How much of this increase is due to increasing ocean temps, and how much is due to combustion is up for question (since the math doesn’t add up given the mass of carbon being burned worldwide vs the total mass of the atmosphere - but that’s just another area where the AGW extremist arguments fail), but there HAS BEEN a 31+% increase in CO2.
Water vapor is 95% of all GHG, and none of it is man-made.
However, man’s total greenhouse gas contribution is ONLY 0.28% of all GHG’s. The remaining amount is natural methane, natural CO2, natural ozone, etc.
Thus, without man, GHG = 100.0
With man’s contribution, GHG = 100.28
Assume we double CO2 concentration, assume NONE of the increase is due to ocean degassing, and assume methane remains the same level (as it is now.) That where you get (less than) 1.2% of GHG effect is man-caused under worst case conditions. The GHG effect is logarithmic by the way, not linear: This means that adding 25 ppm more CO2 (going from 275 to 300) has a greater effect than going from 375 to 400, from 425 to 450, or from 675 to 700. Doubling CO2 does NOT double the GHG effect.

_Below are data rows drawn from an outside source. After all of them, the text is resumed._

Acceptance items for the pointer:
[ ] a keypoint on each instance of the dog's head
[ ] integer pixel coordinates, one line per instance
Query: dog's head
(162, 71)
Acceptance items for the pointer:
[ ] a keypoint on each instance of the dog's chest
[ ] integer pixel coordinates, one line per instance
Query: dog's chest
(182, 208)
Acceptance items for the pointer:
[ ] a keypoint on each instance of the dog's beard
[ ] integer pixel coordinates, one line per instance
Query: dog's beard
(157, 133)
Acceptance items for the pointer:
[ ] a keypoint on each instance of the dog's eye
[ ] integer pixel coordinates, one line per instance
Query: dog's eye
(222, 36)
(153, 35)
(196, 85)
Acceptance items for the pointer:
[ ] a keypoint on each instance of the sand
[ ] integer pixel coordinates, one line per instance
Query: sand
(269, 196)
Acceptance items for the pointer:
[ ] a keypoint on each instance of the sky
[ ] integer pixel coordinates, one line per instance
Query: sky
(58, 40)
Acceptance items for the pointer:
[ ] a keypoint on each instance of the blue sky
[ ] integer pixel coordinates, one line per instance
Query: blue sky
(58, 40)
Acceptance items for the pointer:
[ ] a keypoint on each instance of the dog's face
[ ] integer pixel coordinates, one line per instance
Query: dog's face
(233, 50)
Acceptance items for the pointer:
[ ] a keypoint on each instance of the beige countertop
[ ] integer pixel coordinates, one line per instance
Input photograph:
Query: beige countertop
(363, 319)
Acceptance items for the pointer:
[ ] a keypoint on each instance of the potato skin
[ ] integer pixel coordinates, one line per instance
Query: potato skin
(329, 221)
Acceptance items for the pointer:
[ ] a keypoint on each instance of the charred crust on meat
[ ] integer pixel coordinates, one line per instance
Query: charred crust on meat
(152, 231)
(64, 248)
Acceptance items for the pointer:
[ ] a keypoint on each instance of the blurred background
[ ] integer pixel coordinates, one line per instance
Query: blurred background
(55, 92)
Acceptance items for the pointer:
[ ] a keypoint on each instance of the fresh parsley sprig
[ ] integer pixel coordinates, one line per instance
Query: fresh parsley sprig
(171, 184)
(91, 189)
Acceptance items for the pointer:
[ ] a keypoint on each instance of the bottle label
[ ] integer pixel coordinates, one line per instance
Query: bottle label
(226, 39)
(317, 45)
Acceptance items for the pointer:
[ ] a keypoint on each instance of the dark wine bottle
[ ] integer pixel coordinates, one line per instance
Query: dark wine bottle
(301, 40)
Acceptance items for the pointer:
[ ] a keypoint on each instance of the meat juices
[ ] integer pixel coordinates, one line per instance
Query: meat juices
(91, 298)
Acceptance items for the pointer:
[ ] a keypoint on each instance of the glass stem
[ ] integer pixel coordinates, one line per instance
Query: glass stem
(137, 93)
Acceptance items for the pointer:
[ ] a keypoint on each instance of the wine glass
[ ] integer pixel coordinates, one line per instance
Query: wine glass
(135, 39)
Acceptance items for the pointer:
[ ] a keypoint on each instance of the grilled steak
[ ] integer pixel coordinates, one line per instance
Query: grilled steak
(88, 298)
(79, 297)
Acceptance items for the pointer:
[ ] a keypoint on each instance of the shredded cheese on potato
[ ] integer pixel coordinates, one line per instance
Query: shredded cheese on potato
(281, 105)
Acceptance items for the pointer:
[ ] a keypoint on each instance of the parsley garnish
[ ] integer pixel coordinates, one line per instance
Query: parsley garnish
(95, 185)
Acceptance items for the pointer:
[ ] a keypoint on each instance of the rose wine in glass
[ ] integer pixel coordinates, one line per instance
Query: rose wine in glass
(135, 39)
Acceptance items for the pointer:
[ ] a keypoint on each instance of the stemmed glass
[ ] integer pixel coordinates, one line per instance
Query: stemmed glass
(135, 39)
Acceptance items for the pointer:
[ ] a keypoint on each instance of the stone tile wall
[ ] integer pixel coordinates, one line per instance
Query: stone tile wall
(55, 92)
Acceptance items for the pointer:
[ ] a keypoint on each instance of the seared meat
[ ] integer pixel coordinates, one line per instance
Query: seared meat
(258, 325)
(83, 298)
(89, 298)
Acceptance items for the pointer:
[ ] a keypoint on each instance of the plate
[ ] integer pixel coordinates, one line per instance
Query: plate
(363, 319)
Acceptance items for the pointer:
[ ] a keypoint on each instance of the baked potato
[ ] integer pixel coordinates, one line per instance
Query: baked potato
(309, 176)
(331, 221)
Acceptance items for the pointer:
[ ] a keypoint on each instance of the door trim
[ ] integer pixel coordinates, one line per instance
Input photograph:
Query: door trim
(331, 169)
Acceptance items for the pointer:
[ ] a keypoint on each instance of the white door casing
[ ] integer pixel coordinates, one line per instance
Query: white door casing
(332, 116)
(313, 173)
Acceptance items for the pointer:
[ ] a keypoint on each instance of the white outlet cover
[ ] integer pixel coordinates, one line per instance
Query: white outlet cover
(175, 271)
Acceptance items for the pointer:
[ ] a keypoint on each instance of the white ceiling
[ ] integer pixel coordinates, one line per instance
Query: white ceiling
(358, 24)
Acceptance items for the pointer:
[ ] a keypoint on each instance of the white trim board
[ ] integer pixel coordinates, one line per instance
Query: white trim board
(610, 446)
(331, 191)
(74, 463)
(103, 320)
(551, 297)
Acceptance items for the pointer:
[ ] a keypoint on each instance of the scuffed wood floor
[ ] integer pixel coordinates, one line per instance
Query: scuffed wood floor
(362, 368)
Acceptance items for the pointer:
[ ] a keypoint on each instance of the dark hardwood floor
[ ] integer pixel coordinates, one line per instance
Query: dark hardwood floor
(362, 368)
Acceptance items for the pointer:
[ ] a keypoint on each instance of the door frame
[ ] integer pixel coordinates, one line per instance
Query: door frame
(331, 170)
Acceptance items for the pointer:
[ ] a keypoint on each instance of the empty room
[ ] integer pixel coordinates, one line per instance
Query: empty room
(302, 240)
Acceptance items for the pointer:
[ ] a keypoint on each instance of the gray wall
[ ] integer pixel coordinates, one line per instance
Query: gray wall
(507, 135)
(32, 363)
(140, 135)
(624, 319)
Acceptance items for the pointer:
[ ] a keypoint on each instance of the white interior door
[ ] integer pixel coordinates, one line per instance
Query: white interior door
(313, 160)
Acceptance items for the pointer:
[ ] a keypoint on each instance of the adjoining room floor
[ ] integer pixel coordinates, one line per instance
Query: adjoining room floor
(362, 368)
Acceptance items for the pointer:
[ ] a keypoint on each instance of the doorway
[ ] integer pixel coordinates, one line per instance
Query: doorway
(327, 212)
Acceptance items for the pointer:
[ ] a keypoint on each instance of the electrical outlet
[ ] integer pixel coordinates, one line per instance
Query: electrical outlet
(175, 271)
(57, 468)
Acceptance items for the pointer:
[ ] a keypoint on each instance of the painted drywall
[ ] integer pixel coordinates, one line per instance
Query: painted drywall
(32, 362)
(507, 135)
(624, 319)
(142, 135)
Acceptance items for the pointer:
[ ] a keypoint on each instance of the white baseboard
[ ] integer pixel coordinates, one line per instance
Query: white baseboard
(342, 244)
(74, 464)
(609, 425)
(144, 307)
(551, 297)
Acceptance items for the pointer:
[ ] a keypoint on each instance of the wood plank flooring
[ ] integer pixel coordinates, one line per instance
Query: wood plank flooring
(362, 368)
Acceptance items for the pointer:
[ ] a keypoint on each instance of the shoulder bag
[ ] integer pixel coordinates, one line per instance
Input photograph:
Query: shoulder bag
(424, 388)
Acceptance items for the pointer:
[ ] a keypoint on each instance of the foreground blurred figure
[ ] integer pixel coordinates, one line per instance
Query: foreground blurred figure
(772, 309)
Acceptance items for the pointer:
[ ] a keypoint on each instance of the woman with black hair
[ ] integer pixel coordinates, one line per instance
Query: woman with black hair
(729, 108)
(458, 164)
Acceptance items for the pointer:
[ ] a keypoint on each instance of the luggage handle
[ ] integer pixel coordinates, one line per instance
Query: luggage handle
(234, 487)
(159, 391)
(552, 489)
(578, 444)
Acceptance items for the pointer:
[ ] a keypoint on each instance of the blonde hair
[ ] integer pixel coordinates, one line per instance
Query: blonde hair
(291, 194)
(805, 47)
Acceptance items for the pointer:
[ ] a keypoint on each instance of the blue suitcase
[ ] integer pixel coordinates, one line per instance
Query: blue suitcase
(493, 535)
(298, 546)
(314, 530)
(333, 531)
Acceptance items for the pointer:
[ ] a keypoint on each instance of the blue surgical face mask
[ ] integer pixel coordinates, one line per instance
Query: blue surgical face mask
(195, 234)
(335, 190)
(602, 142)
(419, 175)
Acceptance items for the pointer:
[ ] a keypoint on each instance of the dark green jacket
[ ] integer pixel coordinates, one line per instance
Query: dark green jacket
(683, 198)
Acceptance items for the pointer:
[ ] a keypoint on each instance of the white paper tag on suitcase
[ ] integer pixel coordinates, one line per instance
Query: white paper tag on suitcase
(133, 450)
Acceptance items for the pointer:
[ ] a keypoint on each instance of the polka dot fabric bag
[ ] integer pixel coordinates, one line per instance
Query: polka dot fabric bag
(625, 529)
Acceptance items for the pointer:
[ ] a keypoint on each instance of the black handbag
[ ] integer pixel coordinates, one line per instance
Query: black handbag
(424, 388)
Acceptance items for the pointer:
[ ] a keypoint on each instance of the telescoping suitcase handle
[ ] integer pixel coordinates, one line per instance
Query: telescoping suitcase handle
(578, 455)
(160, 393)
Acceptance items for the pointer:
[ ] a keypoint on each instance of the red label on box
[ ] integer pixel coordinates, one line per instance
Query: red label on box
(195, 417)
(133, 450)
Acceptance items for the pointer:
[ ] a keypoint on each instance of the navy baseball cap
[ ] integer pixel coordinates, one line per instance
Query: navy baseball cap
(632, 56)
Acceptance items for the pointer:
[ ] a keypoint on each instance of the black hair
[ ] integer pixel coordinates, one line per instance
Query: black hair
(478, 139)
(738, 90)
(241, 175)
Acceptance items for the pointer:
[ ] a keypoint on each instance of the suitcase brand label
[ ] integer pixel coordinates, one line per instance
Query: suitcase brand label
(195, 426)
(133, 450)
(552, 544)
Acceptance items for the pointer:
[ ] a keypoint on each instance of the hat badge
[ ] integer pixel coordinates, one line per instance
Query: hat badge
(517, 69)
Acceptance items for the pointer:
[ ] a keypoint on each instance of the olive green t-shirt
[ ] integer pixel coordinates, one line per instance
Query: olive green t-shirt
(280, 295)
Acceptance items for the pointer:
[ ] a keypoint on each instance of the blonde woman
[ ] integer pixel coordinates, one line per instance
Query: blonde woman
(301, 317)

Your arguments all seem out-of-date, from GCMs to temperature profiles to this. The oceans are a HUGE carbon SINK! National Geographic: Oceans Found to Absorb Half of All Man-Made Carbon Dioxide
The GHG effect is logarithmic by the way, not linear
And yet, I thought that up-thread, you discounted Meyre, et al.'s equation. Is it the coefficient you question, or what?